Document Type


Publication Title

Marine Ecology-Progress Series

Publication Date


First Page


Last Page


Volume Number


Abstract/ Summary

SeaWiFS (Sea-viewing Wide Field-of-view Sensor) chlorophyll data revealed strong interannual variability in fall phytoplankton dynamics in the Gulf of Maine, with 3 general features in any one year: (1) rapid chlorophyll increases in response to storm events in fall; (2) gradual chlorophyll increases in response to seasonal wind-and cooling-induced mixing that gradually deepens the mixed layer; and (3) the absence of any observable fall bloom. We applied a mixed-layer box model and a 1-dimensional physical-biological numerical model to examine the influence of physical forcing (surface wind, heat flux, and freshening) on the mixed-layer dynamics and its impact on the entrainment of deep-water nutrients and thus on the appearance of fall bloom. The model results suggest that during early fall, the surface mixed-layer depth is controlled by both wind-and cooling-induced mixing. Strong interannual variability in mixed-layer depth has a direct impact on short-and long-term vertical nutrient fluxes and thus the fall bloom. Phytoplankton concentrations over time are sensitive to initial pre-bloom profiles of nutrients.
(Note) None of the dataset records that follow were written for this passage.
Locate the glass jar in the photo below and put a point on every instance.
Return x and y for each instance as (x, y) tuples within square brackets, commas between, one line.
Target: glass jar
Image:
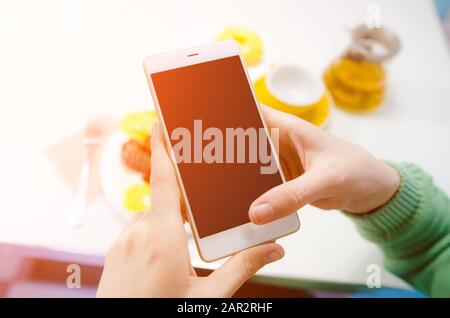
[(357, 79)]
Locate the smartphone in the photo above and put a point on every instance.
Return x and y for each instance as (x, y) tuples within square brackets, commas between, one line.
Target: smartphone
[(219, 144)]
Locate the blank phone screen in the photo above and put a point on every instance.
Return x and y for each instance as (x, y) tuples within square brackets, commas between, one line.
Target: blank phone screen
[(218, 94)]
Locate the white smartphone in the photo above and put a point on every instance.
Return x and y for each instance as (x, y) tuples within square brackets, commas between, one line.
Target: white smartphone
[(213, 126)]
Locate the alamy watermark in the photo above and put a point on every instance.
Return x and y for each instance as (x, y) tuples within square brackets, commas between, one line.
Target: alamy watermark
[(74, 278), (373, 280), (234, 145)]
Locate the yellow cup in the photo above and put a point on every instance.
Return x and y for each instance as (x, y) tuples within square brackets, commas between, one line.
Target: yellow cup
[(296, 91)]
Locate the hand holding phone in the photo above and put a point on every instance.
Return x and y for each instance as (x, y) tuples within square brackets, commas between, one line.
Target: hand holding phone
[(219, 144), (151, 257)]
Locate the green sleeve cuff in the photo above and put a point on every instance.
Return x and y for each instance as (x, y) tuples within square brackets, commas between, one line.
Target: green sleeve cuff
[(392, 218)]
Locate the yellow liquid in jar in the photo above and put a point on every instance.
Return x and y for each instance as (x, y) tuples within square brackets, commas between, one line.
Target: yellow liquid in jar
[(356, 85)]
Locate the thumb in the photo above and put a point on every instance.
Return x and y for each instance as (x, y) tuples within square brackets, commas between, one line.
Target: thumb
[(286, 198), (226, 280)]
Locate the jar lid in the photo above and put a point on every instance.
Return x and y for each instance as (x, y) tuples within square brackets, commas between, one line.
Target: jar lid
[(375, 44)]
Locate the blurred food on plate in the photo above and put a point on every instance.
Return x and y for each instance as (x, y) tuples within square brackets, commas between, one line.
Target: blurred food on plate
[(249, 42), (135, 155), (357, 79)]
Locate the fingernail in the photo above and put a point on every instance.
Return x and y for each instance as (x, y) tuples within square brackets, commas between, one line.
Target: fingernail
[(263, 213), (275, 255)]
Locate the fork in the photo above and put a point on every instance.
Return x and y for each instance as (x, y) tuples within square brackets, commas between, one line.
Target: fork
[(92, 138)]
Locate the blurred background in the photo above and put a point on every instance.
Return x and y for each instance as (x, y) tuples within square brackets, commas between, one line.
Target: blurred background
[(75, 112)]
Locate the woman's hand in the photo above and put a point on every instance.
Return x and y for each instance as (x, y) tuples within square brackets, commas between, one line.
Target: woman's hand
[(151, 258), (322, 170)]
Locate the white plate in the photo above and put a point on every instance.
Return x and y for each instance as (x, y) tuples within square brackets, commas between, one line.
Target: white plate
[(115, 177)]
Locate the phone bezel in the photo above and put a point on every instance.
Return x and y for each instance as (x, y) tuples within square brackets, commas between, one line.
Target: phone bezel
[(231, 241)]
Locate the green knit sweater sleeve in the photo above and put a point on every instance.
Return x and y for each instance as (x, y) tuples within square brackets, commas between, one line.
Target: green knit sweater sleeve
[(413, 231)]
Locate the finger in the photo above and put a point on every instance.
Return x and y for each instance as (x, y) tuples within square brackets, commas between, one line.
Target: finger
[(290, 126), (286, 198), (226, 280), (165, 201)]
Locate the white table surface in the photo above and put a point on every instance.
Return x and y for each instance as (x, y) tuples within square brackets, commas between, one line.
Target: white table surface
[(62, 60)]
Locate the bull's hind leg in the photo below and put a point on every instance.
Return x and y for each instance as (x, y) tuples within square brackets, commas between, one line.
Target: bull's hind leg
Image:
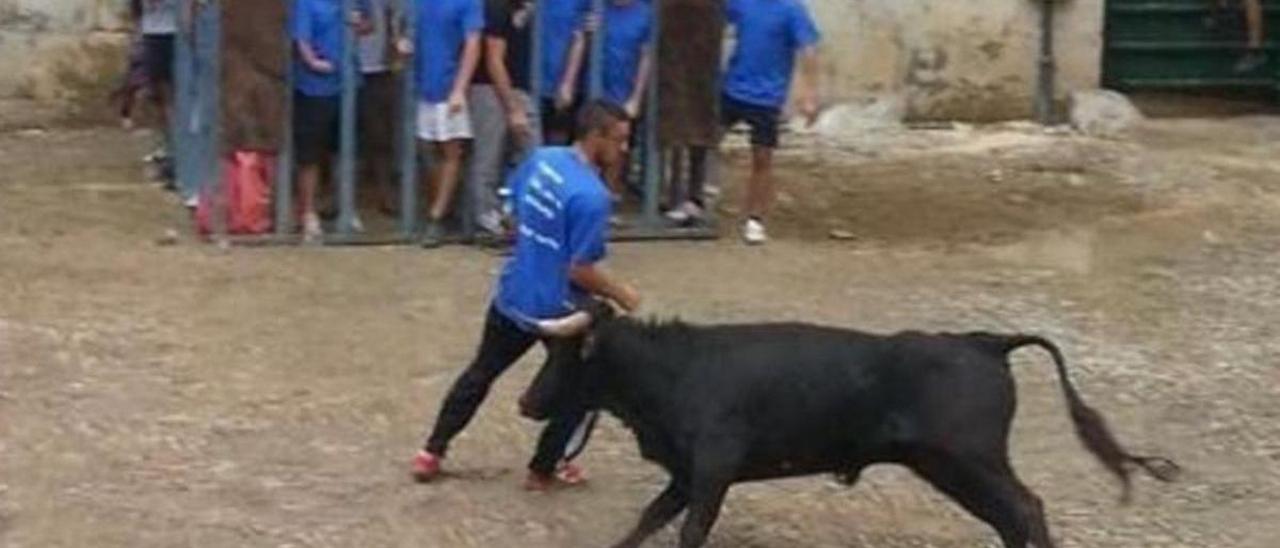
[(991, 492), (661, 511)]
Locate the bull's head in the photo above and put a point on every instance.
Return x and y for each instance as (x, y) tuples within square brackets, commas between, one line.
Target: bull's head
[(563, 383)]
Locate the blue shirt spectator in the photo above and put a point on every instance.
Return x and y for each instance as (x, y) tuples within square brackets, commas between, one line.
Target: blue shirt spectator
[(320, 24), (561, 21), (443, 28), (627, 31), (769, 33), (562, 210)]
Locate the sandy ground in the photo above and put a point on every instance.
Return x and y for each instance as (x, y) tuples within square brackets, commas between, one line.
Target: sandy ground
[(172, 396)]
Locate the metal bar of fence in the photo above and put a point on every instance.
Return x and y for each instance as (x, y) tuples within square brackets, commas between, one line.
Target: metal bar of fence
[(595, 76), (347, 124), (653, 156), (284, 172), (208, 78), (408, 168)]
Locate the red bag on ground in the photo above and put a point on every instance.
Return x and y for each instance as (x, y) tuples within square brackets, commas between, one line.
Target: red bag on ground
[(247, 178)]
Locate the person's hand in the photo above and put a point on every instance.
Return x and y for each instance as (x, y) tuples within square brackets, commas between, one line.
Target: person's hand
[(321, 67), (809, 109), (457, 101), (629, 298), (517, 120), (592, 22), (565, 97), (632, 108)]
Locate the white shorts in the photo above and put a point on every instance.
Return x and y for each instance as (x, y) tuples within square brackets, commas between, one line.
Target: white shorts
[(437, 124)]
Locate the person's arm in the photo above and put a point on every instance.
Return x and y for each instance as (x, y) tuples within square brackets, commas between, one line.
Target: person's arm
[(804, 35), (595, 281), (466, 69), (568, 85), (496, 62), (641, 82), (807, 90)]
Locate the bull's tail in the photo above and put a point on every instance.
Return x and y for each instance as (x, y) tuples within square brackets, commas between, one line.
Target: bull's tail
[(1089, 425)]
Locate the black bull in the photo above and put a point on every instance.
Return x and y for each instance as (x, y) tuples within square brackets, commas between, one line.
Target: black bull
[(720, 405)]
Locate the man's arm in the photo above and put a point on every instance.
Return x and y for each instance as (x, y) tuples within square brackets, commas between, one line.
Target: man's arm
[(641, 82), (496, 60), (807, 91), (466, 69), (597, 282), (565, 97)]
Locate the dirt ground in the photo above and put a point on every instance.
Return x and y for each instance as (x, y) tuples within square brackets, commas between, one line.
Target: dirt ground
[(172, 396)]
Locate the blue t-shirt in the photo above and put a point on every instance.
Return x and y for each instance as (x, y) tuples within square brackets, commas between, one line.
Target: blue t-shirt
[(562, 213), (627, 30), (561, 19), (320, 24), (769, 33), (443, 27)]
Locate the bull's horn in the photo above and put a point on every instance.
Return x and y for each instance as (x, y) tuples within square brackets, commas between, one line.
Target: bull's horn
[(570, 325)]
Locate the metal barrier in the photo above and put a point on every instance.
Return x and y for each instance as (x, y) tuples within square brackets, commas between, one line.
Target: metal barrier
[(199, 149)]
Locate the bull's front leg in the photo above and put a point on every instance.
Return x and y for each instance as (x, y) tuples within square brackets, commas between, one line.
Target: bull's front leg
[(714, 470), (661, 511)]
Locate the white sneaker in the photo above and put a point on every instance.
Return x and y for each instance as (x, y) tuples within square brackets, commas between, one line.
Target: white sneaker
[(754, 233), (311, 228), (685, 213)]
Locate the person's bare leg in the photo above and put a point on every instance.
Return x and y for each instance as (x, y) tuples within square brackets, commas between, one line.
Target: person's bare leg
[(451, 165), (1253, 22), (759, 192), (309, 179)]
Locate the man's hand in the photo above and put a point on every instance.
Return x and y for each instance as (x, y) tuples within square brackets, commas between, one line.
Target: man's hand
[(321, 67), (517, 120), (457, 101), (565, 97), (809, 109), (405, 48), (627, 297), (632, 108)]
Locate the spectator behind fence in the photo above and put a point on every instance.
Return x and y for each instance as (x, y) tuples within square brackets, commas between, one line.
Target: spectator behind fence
[(379, 103), (1255, 21), (563, 46), (502, 110), (316, 28), (771, 33), (562, 208), (627, 56), (159, 23), (448, 51)]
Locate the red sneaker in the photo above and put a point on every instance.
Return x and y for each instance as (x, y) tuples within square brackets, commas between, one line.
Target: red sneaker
[(426, 466)]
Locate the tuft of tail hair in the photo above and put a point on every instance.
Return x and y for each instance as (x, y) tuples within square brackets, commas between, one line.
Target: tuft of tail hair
[(1091, 428)]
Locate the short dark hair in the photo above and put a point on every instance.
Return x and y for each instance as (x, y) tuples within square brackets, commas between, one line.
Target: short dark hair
[(598, 115)]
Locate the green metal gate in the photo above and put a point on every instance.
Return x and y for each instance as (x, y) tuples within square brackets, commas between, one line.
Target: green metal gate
[(1175, 45)]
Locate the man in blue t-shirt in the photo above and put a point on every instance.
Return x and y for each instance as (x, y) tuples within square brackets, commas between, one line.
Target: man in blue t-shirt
[(771, 35), (316, 28), (563, 48), (562, 211), (448, 51)]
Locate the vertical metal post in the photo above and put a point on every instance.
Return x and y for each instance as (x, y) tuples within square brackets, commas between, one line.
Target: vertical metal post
[(653, 172), (209, 81), (535, 76), (188, 185), (284, 172), (408, 124), (595, 68), (347, 132), (1047, 65)]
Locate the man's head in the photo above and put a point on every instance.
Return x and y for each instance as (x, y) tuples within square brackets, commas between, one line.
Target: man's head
[(603, 131)]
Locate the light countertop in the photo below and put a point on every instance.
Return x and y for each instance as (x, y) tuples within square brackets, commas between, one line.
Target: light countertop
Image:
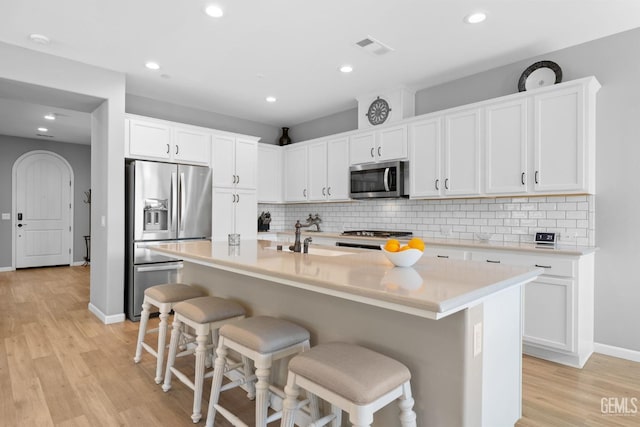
[(558, 249), (432, 288)]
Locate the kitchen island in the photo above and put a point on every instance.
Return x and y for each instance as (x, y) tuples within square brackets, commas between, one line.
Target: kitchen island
[(457, 325)]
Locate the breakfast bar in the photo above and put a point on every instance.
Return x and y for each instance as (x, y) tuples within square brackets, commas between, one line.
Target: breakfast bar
[(457, 325)]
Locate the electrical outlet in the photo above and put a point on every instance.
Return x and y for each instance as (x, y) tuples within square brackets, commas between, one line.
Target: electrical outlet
[(477, 339)]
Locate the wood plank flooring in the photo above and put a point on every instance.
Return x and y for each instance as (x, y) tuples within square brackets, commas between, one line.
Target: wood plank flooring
[(60, 366)]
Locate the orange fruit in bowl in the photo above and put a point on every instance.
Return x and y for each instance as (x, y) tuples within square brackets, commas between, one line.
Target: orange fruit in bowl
[(392, 245), (416, 243)]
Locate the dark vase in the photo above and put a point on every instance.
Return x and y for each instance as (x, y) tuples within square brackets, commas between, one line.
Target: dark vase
[(284, 139)]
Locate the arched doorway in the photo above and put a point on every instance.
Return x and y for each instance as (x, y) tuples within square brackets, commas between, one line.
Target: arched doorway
[(42, 210)]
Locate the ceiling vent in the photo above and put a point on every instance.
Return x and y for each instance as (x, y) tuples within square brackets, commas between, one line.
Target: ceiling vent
[(373, 46)]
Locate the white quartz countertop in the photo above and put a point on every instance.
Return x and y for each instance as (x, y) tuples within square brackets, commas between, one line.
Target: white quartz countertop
[(432, 288), (559, 249)]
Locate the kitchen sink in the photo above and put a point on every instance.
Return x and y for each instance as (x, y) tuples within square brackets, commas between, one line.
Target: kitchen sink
[(316, 251)]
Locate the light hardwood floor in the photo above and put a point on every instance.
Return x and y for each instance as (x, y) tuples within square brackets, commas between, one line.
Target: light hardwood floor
[(60, 366)]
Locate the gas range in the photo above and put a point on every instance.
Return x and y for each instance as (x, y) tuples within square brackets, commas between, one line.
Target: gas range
[(377, 233)]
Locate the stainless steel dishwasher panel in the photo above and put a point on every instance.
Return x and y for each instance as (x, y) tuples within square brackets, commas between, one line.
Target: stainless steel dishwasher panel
[(145, 276)]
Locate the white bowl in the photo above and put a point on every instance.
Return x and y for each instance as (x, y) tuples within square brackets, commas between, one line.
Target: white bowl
[(405, 258)]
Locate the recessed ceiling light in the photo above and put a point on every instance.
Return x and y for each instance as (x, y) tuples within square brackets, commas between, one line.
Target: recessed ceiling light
[(39, 38), (214, 11), (475, 18)]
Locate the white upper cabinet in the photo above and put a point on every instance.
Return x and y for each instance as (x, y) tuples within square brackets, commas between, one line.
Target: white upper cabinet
[(379, 146), (234, 162), (425, 168), (564, 139), (270, 171), (462, 153), (506, 148), (338, 169), (159, 140), (295, 173)]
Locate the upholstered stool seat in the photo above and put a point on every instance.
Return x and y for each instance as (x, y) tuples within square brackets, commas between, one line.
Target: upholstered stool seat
[(352, 378), (164, 297), (205, 315), (264, 340)]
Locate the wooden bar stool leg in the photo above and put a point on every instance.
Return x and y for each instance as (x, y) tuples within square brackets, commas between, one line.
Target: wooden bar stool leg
[(142, 330), (290, 403), (263, 370), (201, 352), (173, 348), (218, 374), (162, 340), (407, 415)]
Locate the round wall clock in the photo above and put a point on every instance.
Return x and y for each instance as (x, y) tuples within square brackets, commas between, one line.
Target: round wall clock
[(378, 111)]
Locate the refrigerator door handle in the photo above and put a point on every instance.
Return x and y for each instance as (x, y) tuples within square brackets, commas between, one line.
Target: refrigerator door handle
[(174, 200), (182, 201)]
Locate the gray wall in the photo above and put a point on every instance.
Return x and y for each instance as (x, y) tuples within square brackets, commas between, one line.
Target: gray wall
[(135, 104), (78, 156), (613, 62)]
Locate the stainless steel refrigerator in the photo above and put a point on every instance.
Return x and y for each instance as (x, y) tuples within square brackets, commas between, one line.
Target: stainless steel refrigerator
[(164, 203)]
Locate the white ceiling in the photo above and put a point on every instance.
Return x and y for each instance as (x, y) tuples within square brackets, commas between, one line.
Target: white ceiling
[(292, 49)]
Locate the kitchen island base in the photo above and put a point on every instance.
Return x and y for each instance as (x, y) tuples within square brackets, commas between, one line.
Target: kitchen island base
[(466, 367)]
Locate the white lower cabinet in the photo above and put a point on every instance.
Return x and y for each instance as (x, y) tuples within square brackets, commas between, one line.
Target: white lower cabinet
[(558, 305), (234, 211)]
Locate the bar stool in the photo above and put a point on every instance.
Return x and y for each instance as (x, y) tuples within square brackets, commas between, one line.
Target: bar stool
[(351, 378), (264, 340), (205, 315), (164, 297)]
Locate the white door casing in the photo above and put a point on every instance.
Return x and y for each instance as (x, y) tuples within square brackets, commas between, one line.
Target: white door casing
[(42, 194)]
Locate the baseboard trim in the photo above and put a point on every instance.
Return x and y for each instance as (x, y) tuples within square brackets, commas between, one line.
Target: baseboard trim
[(619, 352), (107, 320)]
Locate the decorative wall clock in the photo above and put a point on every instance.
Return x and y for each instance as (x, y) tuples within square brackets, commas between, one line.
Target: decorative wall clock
[(378, 111)]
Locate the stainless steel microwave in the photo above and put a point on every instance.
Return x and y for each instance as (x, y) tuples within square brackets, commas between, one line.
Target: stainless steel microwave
[(379, 180)]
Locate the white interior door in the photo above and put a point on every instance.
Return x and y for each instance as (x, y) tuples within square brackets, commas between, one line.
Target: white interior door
[(43, 210)]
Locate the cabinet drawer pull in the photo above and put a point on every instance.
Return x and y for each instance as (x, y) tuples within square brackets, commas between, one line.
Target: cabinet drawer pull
[(543, 266)]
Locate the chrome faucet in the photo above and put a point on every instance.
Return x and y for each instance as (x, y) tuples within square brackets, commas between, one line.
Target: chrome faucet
[(297, 247)]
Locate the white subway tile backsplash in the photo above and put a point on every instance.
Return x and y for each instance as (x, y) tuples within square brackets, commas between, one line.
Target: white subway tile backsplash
[(509, 219)]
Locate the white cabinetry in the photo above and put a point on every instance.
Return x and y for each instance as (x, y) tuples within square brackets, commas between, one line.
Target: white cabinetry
[(234, 161), (558, 305), (235, 202), (270, 170), (234, 211), (378, 146), (328, 170), (166, 141), (506, 147), (564, 133), (295, 173), (462, 153)]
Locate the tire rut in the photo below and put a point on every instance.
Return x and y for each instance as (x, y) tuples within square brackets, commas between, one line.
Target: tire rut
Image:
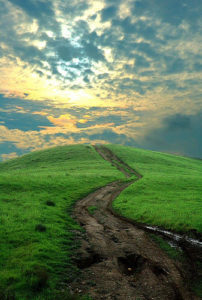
[(117, 259)]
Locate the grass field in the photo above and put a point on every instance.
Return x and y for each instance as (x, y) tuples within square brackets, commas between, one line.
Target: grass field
[(168, 195), (37, 192)]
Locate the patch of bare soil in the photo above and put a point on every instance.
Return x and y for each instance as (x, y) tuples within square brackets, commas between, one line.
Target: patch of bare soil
[(118, 260)]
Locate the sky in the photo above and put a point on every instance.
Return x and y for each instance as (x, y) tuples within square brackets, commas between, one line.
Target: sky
[(89, 71)]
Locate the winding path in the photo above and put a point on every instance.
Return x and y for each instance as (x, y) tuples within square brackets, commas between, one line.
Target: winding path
[(118, 260)]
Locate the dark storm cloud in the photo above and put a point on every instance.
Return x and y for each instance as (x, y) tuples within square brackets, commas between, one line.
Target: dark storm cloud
[(179, 134), (172, 11)]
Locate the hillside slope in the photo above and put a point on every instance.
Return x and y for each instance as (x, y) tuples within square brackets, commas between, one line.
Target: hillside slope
[(37, 192), (169, 193)]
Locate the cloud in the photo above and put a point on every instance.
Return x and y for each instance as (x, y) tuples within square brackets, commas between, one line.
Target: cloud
[(178, 133), (129, 65)]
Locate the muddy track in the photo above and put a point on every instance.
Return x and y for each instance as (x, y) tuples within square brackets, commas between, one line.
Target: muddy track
[(117, 259)]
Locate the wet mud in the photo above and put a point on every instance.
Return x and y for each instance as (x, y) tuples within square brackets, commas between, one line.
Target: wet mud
[(119, 260)]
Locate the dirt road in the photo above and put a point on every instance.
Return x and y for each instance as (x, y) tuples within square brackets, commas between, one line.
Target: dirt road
[(118, 260)]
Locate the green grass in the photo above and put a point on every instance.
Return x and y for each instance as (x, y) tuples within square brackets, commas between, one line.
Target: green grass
[(168, 195), (37, 192), (92, 209)]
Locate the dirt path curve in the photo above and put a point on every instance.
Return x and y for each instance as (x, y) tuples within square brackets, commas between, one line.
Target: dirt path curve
[(118, 260)]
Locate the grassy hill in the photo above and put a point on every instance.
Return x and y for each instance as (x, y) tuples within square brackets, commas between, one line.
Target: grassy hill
[(168, 195), (37, 193)]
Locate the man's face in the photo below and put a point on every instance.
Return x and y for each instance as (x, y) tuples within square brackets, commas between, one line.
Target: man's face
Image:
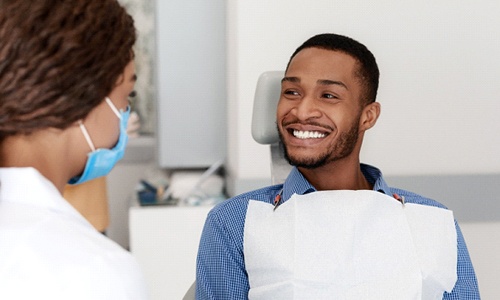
[(319, 109)]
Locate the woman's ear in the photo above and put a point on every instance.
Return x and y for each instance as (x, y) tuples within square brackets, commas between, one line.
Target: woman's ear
[(369, 116)]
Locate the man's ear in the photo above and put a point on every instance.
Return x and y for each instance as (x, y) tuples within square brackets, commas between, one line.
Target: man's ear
[(369, 116)]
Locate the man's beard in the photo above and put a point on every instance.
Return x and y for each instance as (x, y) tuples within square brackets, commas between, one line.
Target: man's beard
[(342, 148)]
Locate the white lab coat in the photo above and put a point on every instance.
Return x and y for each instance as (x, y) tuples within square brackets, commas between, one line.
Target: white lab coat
[(49, 251)]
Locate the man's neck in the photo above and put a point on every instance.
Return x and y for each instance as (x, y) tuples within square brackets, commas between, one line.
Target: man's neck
[(339, 175)]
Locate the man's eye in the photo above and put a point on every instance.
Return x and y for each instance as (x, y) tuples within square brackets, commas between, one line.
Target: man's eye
[(329, 96), (291, 93)]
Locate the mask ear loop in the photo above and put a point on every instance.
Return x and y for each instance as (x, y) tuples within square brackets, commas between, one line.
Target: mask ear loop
[(87, 136), (113, 108)]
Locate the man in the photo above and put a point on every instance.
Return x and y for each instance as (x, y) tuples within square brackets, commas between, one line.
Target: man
[(334, 229)]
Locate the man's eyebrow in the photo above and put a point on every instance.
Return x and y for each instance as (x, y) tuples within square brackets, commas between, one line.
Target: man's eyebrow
[(290, 79), (320, 81), (332, 82)]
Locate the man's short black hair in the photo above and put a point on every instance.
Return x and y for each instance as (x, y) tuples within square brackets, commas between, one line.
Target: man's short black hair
[(367, 72)]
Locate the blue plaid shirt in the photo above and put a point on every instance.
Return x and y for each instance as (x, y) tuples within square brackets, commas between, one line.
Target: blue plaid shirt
[(221, 272)]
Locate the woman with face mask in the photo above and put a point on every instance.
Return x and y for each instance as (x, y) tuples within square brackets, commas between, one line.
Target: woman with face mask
[(66, 71)]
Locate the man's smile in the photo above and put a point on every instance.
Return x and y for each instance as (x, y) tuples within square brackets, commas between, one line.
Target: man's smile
[(308, 134)]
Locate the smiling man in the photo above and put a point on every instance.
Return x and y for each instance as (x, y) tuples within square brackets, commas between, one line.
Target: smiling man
[(334, 229)]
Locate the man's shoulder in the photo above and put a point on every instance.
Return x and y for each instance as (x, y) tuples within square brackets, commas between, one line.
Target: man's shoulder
[(240, 202), (411, 197)]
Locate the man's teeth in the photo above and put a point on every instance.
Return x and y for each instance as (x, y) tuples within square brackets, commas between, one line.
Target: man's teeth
[(308, 134)]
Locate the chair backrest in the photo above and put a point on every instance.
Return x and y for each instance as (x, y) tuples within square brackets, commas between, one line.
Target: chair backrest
[(264, 131)]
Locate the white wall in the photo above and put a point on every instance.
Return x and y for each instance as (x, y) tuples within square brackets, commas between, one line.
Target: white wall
[(439, 70)]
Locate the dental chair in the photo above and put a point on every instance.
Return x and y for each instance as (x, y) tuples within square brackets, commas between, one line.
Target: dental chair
[(264, 131)]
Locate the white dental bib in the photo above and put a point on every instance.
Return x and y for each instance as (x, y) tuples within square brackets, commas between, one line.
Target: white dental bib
[(349, 245)]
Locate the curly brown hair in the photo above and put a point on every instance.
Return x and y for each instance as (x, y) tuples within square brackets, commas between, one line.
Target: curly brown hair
[(58, 60)]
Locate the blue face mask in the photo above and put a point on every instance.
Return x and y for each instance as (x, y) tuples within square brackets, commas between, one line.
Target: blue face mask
[(101, 161)]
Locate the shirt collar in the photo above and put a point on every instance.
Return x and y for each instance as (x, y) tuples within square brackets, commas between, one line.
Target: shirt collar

The strength of the initial stratification can affect the modeled phytoplankton concentration, while the timing of intermittent freshening events is related to the significant interannual variability of fall blooms.

Citation/Publisher Attribution

Hu S, Chen C, Ji RB, Townsend DW, Tian RC, Beardsley RC, Davis CS. Effects of Surface Forcing on Interannual Variability of the Fall Phytoplankton Bloom in the Gulf of Maine Revealed Using a Process-Oriented Model. Marine Ecology-Progress Series. 2011;427: 29-49.